A grandi passi verso l’irrilevanza

A grandi passi verso l'irrilevanza

A grandi passi verso l’irrilevanza

Giorno dopo giorno cresce l’irrilevanza politica dell’Italia in Europa. Il pastrocchio di Giorgia Meloni che per mesi ha oscillato tra von der Leyen e sovranisti finendo nel guado dell’insignificanza sta dando i suoi frutti amari. 

Al Parlamento europeo l’Italia ha ottenuto una sola presidenza di commissione finita all’ex sindaco di Bari Antonio Decaro (Pd) mentre Forza Italia perde la guida della commissione Affari costituzionali che fu di Salvatore De Meo e ora invece passa al tedesco Sven Simon. Anche il Pd perde la presidenza di una commissione di peso come quella Economia che nella scorsa legislatura era presieduta da Irene Tinagli e ora è passata socialista francese Aurore Lalucq.

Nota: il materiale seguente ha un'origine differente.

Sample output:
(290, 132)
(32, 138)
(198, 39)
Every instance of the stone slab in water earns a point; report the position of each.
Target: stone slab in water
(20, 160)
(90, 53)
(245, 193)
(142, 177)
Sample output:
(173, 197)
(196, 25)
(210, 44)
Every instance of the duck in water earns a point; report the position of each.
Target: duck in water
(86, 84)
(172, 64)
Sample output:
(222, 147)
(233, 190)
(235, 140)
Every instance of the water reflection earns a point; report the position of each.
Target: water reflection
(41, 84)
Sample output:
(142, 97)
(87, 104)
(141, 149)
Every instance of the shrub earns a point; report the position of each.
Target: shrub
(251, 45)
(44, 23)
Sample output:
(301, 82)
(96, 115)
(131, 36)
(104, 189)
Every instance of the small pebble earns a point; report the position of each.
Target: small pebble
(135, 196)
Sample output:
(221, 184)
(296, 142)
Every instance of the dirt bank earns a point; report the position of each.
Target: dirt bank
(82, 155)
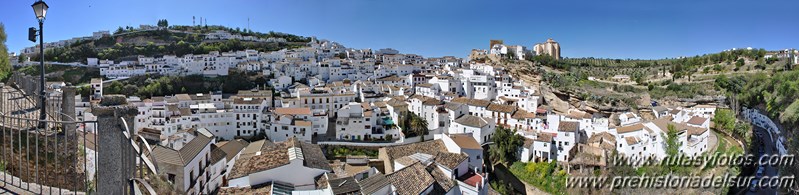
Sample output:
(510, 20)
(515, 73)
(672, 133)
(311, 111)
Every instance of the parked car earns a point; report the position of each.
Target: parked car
(753, 186)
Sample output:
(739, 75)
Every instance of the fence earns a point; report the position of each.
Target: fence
(56, 156)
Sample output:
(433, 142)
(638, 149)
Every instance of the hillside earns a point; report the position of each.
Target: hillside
(175, 40)
(587, 83)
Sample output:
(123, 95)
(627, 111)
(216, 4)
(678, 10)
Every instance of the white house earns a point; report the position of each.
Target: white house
(292, 163)
(480, 128)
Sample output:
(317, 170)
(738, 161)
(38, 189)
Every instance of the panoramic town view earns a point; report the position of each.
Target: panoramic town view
(399, 97)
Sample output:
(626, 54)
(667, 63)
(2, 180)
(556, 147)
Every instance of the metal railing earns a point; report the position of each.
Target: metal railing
(51, 155)
(59, 154)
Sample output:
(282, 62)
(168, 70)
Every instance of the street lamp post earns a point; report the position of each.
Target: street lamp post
(40, 9)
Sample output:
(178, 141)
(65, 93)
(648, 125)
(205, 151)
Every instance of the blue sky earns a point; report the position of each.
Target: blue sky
(590, 28)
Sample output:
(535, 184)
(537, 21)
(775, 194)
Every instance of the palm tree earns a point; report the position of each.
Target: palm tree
(419, 126)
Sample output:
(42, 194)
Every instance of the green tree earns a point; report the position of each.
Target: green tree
(163, 23)
(506, 144)
(672, 142)
(5, 64)
(419, 126)
(739, 63)
(724, 120)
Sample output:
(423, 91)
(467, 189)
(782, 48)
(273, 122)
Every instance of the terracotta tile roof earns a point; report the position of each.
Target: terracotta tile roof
(450, 160)
(183, 97)
(374, 183)
(395, 102)
(200, 96)
(166, 155)
(632, 140)
(472, 121)
(521, 114)
(527, 142)
(603, 140)
(696, 130)
(347, 185)
(293, 111)
(444, 183)
(183, 156)
(452, 105)
(480, 103)
(462, 100)
(233, 147)
(247, 100)
(568, 126)
(697, 120)
(217, 154)
(579, 115)
(412, 179)
(275, 156)
(260, 189)
(428, 147)
(630, 128)
(501, 108)
(302, 123)
(406, 160)
(392, 77)
(544, 137)
(432, 102)
(465, 141)
(425, 85)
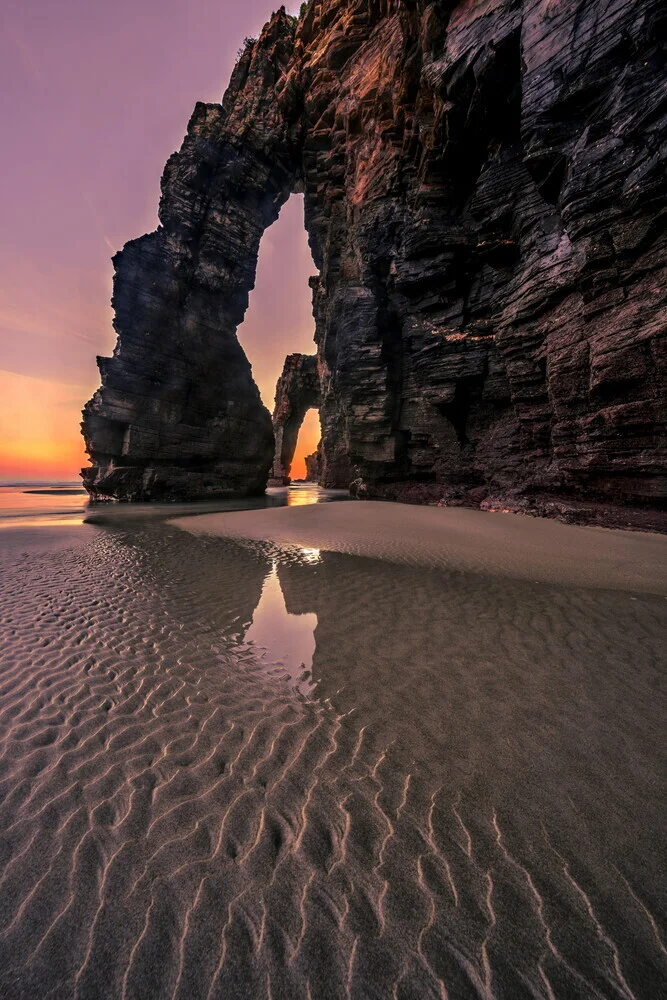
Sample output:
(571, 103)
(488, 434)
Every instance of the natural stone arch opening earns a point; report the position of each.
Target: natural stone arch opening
(297, 391)
(307, 463)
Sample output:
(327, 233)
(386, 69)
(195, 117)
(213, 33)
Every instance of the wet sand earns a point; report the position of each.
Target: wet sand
(456, 794)
(455, 539)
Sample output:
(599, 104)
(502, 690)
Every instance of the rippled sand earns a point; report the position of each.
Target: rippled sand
(458, 796)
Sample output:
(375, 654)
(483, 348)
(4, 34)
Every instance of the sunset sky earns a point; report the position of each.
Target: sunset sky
(93, 99)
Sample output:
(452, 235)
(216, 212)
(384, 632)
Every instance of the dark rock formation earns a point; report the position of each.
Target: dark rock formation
(313, 465)
(297, 391)
(484, 190)
(178, 414)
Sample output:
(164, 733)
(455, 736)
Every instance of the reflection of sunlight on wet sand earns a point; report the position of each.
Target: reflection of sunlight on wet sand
(288, 639)
(299, 496)
(43, 521)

Non è nemmeno un caso che la presidenza della sottocommissione per le questioni fiscali sia finita a Pasquale Tridico, capo delegazione del Movimento 5 stelle. Un esponente dell’opposizione in Italia e in Europa è ritenuto più credibile di patrioti e sovranisti che reclamano una poltrona. Un’immagine che dice tutto. 

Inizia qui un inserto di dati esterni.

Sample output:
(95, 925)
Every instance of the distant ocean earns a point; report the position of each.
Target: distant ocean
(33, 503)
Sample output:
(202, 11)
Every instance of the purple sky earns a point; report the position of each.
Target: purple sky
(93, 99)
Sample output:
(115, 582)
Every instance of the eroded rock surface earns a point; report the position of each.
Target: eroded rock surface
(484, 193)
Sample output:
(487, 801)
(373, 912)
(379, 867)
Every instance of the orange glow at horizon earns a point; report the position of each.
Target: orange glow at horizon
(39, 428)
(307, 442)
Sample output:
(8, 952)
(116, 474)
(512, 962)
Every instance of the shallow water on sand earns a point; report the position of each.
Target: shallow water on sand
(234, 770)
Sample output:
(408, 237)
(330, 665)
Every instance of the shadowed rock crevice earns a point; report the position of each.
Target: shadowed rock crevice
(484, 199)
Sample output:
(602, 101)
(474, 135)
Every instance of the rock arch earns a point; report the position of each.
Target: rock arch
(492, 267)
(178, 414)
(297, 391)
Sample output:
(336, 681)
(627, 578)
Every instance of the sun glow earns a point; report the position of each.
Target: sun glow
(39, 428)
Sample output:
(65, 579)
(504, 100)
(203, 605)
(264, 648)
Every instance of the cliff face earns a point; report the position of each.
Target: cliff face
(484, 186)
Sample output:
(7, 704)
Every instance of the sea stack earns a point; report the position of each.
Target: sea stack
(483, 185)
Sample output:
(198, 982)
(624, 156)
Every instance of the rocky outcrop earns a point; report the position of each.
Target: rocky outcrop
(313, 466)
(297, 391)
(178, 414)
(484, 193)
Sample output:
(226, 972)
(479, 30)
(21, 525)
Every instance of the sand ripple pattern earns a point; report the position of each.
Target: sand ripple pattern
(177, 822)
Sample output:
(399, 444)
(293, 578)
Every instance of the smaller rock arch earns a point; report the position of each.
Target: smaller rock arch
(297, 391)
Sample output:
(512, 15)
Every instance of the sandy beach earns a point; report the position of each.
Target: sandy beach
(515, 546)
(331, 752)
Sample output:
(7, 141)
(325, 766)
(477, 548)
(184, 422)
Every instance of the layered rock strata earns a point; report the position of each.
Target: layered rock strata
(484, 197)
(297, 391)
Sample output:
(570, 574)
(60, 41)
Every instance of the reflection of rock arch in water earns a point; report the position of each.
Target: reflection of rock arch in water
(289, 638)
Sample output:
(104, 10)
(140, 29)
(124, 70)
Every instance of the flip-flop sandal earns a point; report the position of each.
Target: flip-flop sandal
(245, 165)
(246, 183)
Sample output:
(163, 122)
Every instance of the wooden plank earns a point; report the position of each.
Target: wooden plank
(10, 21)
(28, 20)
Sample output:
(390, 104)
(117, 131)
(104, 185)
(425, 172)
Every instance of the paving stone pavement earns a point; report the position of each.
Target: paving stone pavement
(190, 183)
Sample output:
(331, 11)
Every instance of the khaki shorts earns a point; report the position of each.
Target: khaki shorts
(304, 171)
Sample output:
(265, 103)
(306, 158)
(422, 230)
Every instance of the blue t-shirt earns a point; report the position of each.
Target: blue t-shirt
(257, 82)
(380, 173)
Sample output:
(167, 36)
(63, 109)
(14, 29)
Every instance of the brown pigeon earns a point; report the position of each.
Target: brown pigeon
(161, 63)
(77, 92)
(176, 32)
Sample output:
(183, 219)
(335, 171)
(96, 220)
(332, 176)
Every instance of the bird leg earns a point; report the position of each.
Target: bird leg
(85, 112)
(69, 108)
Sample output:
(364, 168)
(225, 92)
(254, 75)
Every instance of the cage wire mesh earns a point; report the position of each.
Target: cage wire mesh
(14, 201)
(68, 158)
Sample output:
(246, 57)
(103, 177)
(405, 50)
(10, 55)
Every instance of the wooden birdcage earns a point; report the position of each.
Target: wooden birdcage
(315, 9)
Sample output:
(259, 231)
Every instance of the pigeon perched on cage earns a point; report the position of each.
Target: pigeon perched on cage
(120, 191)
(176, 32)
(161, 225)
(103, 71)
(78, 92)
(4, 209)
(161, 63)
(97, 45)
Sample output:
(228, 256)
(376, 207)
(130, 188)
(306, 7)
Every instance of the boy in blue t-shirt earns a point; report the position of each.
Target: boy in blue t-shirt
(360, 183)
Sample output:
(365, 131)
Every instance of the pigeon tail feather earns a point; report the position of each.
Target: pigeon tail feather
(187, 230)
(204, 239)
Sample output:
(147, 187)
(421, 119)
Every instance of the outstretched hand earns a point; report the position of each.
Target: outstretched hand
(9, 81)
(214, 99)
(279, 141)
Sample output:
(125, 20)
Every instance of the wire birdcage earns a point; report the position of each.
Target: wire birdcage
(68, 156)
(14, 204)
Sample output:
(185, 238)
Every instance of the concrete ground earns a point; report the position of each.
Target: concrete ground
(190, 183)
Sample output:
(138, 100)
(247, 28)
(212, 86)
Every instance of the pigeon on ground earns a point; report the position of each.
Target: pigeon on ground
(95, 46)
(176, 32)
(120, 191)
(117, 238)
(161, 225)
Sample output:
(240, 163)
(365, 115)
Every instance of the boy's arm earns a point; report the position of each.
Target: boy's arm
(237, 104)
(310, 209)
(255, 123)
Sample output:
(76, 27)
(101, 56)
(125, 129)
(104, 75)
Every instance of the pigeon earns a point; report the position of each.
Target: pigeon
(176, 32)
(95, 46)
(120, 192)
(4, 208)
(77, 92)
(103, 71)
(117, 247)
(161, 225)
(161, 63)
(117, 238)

Che la capa del governo italiano stia dentro un partito ritenuto impresentabile in Europa non è solo il giudizio vezzoso di qualche giornalista ritenuto nemico dalla maggioranza. È un dato politico che condiziona il peso del nostro Paese all’interno dello scacchiere europeo. Le regole della politica, soprattutto quelle tra nazioni, sono molto più semplici di come qualcuno si ostini a raccontare. La credibilità è il capitale politico di un Paese. E se ci pensate bene accade così per ciascuno di noi.